Python<->Java with Protocol Buffers Serialization

Also included with this distribution provider is serialization using Google's protocol buffers.  This allows open, extensible, and efficient rpc between Python and Java.


Tuesday, August 21, 2018

Python for OSGi Remote Services

The iPOPO project is a Python implementation of key parts of a standard OSGi framework...e.g. bundles, the service registry and servicereference api, and a dynamic service injection framework similar to the Apache iPOJO project...thus the name iPOPO.

With the 0.8.0 release of iPOPO, there is now a Python implementation of the OSGi Remote Services and Remote Service Admin (RSA) specifications.   To distinguish from the previously-provided remote services in iPOPO, this is known as RSA Remote Services.

iPOPO's RSA Remote Services has many of the same advantages as Java-based Remote Services/RSA.  Some of these advantages:

Decoupling - name/service contract is decoupled from the implementation (and distribution)

Dynamics - The service registry dynamics behavior, along with all notifications, etc is available in Python

Injection and Service Dependency Management - iPOPO provides service injection and dependency management, built upon the Python API

Standard RemoteServiceAdmin Management Agent, RSA Console Commands

API for Distribution and Discovery Providers - There are documented APIs for creating new distribution and discovery providers, making it easy to support other transports and implementations for distribution (e.g.
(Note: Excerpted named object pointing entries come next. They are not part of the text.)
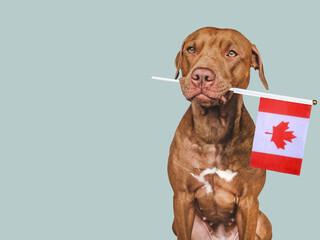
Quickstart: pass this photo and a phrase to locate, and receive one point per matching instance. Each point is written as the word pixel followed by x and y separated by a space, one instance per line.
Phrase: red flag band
pixel 280 136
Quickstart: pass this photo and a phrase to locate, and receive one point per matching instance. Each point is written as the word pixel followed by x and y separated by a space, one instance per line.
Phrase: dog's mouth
pixel 204 99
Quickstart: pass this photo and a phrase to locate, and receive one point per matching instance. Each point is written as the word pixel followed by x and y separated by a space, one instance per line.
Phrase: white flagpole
pixel 255 93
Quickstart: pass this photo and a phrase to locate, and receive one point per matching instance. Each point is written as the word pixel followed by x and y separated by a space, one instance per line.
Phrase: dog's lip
pixel 222 99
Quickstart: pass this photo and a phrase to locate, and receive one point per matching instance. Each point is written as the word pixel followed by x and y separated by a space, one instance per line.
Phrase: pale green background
pixel 85 132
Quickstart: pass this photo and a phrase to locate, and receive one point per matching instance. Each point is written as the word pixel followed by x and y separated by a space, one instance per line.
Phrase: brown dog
pixel 215 190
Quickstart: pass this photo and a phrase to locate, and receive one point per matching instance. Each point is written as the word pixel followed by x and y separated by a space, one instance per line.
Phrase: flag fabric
pixel 280 136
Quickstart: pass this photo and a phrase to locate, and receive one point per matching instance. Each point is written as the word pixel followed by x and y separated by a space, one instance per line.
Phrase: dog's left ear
pixel 256 63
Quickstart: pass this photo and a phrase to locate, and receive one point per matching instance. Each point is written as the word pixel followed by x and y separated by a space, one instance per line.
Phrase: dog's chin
pixel 207 101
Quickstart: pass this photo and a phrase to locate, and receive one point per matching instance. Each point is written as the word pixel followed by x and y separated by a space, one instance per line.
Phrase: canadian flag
pixel 280 136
REST/JaxRS, Jsonrpc, MQTT, Zeroconf Discovery, etc).

Other advantages of Java-based OSGi services are described here.   All of these advantages apply to Python/iPOPO-based services, but Python can be used to implement and/or consume services.

Currently, there are two distribution providers included with iPOPO 0.8.0:  XmlRpc, Python-Java and one discovery provider: etcd.   See here for tutorials showing their usage with included sample remote services. 

Other distribution and discovery providers are being considered or worked on.  If you are interested in seeing a particular transport supported for distribution or discovery please open an issue on the iPOPO project.

Remote Services between Python and Java

The Python-Java distribution provider makes it possible to use OSGi Remote Services between Python and Java...on both sides.    This allows Remote Services to be exported from Python, and discovered/imported and consumed in Java, or exported from Java and discovered/imported/consumed from Python.  See here for a sample and tutorial.   These capabilities and the underlying distribution provider will be described in more detail in a subsequent posting.